Jesus, who knowing the heart of Thomas, replied point by point to the conditions of Thmoas. “Put your finger here and see my hands, and bring you hand and put it into my side, and do not be unbelieving, but believe.” Thomas’ immediate response was, “My Lord and my God” (Jn 20:28).
Christ’s Resurrection has revolutionized our notion and image of God and the ultimate meaning and goal of our very own lives (CFC 620).
  1. Christ’s Resurrection completes his divine revelation. Just as the Israelites came to know God through the Exodus experience, Christians have come to know the triune through the resurrection of the Son Incarnate. The resurrection is the central event of God’s whole plan of salvation. We recite in the Creed: “… on the third day, he rose…” In Jewish understanding, third day refers to the day of God’s faithfulness, the day of a new start of salvation. 
  2. The Resurrection confirmed and actualized everything that Jesus had done and taught about his person and mission: the Resurrection revealed the divinity of Jesus as nothing else possibly could (CFC 621). Indeed, Jesus Christ is our Savior because by his resurrection he has been glorified so he can share his life of perfect love with everyone. Through his Resurrection, Christ fulfilled, in a totally unexpected way, the Old Testament prophecies that promised a savior for all the world (CFC 622). Jesus was and is the Jewish Messiah, the Christ, but most of all, the Lord of the universe, not just a good man with a marvelous but idealistic dream. 

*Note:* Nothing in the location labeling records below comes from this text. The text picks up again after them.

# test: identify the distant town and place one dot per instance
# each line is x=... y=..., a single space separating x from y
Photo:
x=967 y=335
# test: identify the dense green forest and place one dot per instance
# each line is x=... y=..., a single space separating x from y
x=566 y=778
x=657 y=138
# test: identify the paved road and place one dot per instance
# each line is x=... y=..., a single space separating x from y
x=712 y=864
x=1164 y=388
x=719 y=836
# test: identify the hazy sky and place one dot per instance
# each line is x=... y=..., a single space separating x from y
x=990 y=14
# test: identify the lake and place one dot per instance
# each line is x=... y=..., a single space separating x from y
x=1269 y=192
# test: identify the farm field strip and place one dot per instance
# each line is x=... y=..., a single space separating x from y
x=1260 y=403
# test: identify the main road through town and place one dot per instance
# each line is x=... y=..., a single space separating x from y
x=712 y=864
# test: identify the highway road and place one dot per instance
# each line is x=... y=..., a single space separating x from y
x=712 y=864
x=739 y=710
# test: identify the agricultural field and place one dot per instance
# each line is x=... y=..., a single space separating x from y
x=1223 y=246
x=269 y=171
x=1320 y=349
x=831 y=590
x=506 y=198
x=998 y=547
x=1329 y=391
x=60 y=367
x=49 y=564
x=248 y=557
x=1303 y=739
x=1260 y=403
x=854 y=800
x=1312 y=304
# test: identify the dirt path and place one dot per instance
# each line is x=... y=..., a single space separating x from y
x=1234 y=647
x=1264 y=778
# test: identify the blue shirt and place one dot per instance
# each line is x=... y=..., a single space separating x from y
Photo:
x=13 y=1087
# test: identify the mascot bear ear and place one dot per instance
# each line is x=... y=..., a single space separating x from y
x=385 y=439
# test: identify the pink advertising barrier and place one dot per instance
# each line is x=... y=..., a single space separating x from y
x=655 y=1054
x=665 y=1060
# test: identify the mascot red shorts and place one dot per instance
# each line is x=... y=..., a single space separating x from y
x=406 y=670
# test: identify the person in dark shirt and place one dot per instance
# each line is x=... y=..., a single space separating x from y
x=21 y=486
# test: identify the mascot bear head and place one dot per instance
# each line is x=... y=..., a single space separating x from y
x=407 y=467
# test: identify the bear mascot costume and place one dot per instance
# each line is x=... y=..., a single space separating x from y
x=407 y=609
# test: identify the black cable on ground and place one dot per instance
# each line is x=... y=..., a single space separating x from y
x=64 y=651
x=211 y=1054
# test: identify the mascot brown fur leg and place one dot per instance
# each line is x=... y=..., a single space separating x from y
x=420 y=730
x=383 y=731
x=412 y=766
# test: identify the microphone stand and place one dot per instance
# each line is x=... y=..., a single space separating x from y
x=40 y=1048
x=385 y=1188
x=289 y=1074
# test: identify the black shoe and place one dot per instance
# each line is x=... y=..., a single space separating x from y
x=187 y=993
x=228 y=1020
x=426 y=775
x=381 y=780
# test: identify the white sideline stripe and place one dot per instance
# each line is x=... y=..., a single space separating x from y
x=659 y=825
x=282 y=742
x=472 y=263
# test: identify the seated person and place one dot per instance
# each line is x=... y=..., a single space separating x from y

  3. Without Resurrection, the “reality” of Christ’s revelation would be missing. His life and death would be only one more admirable example but no actual real objectivity. instead Christ is Risen—he is real, alive. This means that when we pray today to Jesus, the Risen One, when we receive him in Holy Communion, or simply when we consider him as “friend,” companion, or model, we know in our head and hear that he is REAL and ALIVE, divine as well as human. We can offer him our human concerns such as our being misunderstood by parents, teachers, or friends; feeling low in difficult times; or getting discouraged when we fail to win others over to our side. we are certain that the Risen Christ knows that our feelings are like because he has lived as a human. at the same time, because we believe he is Risen, we can be consoled that our unhappiness and sorrow are tmeporary, there is an end to all our pain, and that we can actually ask for the graces of courage and strength from Christ who has won over these earthly trials even death itself.